In previous shiurim (shiur #75 and shiur #76), we noted that the Rabbis instituted the blessing of Shehechiyanu, “Blessed are You… who has granted us life, sustained us, and enabled us to reach this occasion,” to be said on numerous occasions, such as on Festivals, upon fulfilling a mitzva that is only performed at fixed times (shofar, lulav, matza, and ner Chanuka), upon building (or purchasing) a new house or new keilim (clothing and utensils), upon seeing a friend, upon seeing a new fruit (Eiruvin 40b), and upon hearing good news (Berakhot 54a and 59b). We already discussed the recitation of the Shehechiyanu blessing upon seeing a friend and upon eating a new fruit.

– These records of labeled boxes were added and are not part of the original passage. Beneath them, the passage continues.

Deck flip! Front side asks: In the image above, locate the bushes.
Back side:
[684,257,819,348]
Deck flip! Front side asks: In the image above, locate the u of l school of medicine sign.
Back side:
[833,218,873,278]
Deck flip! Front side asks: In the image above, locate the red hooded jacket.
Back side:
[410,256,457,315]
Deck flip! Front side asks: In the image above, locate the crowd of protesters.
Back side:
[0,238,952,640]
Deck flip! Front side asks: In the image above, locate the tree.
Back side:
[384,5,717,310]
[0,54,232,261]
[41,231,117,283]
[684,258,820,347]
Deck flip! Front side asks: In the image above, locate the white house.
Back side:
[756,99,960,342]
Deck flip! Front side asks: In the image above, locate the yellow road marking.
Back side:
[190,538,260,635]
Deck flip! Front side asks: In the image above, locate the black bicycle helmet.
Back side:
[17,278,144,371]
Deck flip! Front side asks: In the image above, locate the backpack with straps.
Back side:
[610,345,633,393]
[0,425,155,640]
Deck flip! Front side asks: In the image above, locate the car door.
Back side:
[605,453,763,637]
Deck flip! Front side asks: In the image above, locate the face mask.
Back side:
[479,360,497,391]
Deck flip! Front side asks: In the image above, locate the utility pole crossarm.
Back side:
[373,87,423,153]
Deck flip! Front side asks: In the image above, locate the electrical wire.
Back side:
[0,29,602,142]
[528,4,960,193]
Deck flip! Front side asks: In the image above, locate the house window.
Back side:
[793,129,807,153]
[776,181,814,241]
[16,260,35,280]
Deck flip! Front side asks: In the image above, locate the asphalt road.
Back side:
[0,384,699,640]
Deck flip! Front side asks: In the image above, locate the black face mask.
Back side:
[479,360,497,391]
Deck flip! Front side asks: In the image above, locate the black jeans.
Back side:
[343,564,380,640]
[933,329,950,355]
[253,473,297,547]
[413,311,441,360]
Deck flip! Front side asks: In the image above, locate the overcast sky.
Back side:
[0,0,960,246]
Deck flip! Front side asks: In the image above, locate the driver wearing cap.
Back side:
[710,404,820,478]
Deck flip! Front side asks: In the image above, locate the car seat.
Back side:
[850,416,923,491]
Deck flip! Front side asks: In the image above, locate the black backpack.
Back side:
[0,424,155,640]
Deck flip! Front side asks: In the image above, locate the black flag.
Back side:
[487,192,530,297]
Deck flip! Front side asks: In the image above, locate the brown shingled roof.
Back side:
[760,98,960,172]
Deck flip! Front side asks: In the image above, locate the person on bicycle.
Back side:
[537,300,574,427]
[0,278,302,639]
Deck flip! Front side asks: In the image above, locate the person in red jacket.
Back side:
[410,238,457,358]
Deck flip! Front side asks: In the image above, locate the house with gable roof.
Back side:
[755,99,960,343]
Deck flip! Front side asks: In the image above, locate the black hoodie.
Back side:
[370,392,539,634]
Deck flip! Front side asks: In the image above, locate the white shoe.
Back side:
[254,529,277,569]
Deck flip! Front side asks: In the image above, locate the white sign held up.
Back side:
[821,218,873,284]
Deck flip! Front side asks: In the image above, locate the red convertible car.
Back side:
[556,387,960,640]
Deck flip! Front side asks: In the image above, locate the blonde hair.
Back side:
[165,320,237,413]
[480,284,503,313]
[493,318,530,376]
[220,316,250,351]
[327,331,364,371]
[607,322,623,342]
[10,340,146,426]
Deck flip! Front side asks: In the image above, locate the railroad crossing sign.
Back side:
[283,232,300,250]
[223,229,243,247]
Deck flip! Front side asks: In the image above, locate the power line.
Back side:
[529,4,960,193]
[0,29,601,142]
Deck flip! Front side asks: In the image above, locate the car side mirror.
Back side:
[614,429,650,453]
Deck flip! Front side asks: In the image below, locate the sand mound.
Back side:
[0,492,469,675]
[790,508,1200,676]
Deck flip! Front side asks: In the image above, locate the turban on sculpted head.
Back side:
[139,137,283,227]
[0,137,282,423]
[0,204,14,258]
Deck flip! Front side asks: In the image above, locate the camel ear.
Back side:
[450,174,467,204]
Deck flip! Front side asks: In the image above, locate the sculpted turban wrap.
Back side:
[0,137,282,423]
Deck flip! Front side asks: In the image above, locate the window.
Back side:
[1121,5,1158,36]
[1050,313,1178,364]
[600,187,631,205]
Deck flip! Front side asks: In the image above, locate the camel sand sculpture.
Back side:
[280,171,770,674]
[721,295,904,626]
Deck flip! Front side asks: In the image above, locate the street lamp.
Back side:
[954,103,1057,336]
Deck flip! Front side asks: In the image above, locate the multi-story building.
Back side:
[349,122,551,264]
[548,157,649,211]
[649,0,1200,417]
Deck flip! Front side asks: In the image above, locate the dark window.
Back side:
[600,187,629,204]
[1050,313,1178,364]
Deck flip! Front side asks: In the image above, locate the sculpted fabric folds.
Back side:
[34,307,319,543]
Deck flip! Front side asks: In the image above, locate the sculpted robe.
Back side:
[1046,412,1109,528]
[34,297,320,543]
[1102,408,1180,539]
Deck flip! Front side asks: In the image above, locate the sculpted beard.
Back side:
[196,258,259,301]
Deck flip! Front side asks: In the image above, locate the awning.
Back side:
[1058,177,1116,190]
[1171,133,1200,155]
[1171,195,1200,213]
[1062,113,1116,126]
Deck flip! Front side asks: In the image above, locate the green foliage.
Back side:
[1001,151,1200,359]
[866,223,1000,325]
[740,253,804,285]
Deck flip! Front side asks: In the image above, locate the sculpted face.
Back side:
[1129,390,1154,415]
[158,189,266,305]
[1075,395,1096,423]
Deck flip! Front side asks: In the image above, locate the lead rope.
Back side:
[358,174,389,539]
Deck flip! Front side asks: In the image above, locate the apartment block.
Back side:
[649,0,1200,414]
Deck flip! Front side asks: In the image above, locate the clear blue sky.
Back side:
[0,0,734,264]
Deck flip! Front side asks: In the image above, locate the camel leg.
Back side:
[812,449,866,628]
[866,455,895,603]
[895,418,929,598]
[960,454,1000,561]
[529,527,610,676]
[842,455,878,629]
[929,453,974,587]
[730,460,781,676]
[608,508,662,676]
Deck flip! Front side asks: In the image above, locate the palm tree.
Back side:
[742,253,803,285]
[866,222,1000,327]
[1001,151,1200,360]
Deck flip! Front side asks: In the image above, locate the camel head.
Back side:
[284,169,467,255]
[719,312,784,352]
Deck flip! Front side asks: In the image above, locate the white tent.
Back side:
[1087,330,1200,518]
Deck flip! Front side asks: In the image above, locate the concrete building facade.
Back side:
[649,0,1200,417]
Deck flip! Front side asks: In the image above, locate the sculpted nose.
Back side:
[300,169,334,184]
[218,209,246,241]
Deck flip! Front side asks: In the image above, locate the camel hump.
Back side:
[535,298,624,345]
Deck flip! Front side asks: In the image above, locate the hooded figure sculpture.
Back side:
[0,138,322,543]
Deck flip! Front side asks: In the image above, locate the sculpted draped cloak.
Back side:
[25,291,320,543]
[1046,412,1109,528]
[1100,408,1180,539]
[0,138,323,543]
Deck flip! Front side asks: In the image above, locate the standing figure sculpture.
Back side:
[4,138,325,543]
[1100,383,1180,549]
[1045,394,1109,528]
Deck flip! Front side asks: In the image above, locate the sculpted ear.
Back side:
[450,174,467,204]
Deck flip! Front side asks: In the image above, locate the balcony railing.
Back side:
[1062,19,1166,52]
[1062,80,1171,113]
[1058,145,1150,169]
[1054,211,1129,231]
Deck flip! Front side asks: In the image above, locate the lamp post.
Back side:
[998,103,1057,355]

This week, we will discuss the nature of the Shehechiyanu and Ha-Tov Ve-Hameitiv blessings said upon building a new house and purchasing new vessels. The Rishonim appear to disagree about the nature of these blessings, and to this day there are different approaches regarding the frequency with which these blessings are recited.

As we have seen in previous shiurim, there seems to be a broader debate regarding whether we are wary and hesitant about saying these blessings, and minimize therefore the cases in which these blessings or said, or whether these blessings are to be freely and naturally integrated into one’s daily religious routine.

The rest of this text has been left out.